RAGShield: Provenance-Verified Defense-in-Depth Against Knowledge Base Poisoning in Government Retrieval-Augmented Generation Systems
In recent developments, the increasing reliance on Retrieval-Augmented Generation (RAG) systems by federal agencies for citizen-facing services has raised significant concerns regarding their vulnerability to knowledge base poisoning attacks. These attacks involve adversaries injecting malicious documents into the knowledge base, thereby manipulating the output generated by these systems. A recent study has shown that as few as ten adversarial passages can achieve astonishingly high retrieval success rates, reaching up to 98.2%.
This article introduces RAGShield, a robust five-layer defense-in-depth framework designed to mitigate the risks associated with knowledge base poisoning in RAG systems. The framework draws analogies between RAG knowledge base poisoning and software supply chain attacks, emphasizing the need for a comprehensive approach that integrates supply chain provenance verification into the RAG knowledge pipeline.
Key Features of RAGShield
-
C2PA-inspired Cryptographic Document Attestation:
RAGShield incorporates cryptographic document attestation mechanisms that block unsigned and forged documents during the ingestion process. This ensures that only verified documents are considered in the knowledge base. -
Trust-Weighted Retrieval:
The framework prioritizes provenance-verified sources in its retrieval processes, enhancing the trustworthiness of the information presented to users. -
Formal Taint Lattice:
RAGShield features a formal taint lattice with cross-source contradiction detection, enabling it to catch insider threats even when the provenance of the documents is valid. -
Provenance-Aware Generation:
The system supports provenance-aware generation with auditable citations, allowing users to trace the origin of the information and thus reinforce accountability. -
NIST SP 800-53 Compliance Mapping:
RAGShield maps its framework to the NIST SP 800-53 standards across 15 control families, ensuring compliance with federal regulations and enhancing security protocols.
Evaluation and Results
The effectiveness of RAGShield was evaluated using a 500-passage Natural Questions corpus, which included 63 attack documents and 200 queries against five tiers of adversaries. The evaluation demonstrated a remarkable 0.0% attack success rate, even against adaptive attacks, with a confidence interval of 95% ranging from 0.0% to 1.9%. Additionally, the framework achieved a 0.0% false positive rate, showcasing its precision in distinguishing between legitimate and malicious documents.

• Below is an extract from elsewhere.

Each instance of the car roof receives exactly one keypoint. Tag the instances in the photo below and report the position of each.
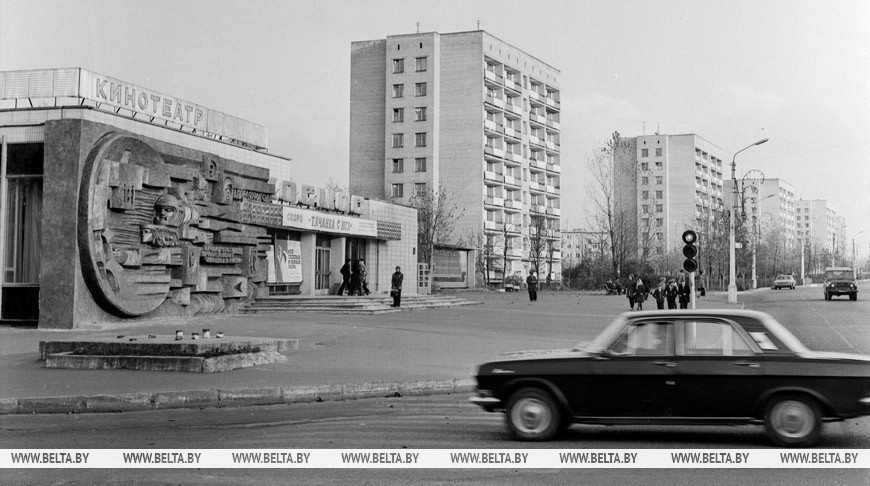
(681, 313)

However, it is crucial to acknowledge that insider in-place replacement attacks achieved a 17.5% attack success rate, highlighting the inherent limitations of ingestion-time defenses. Furthermore, the cross-source contradiction detector proved effective in identifying subtle numerical manipulation attacks that could bypass provenance verification entirely.
Conclusion
RAGShield represents a significant advancement in the security of RAG systems deployed across government agencies. By integrating supply chain provenance verification and implementing a multi-layered defense strategy, RAGShield addresses the critical vulnerabilities posed by knowledge base poisoning attacks. As the landscape of digital information continues to evolve, frameworks like RAGShield are essential for safeguarding the integrity and reliability of automated systems in public service.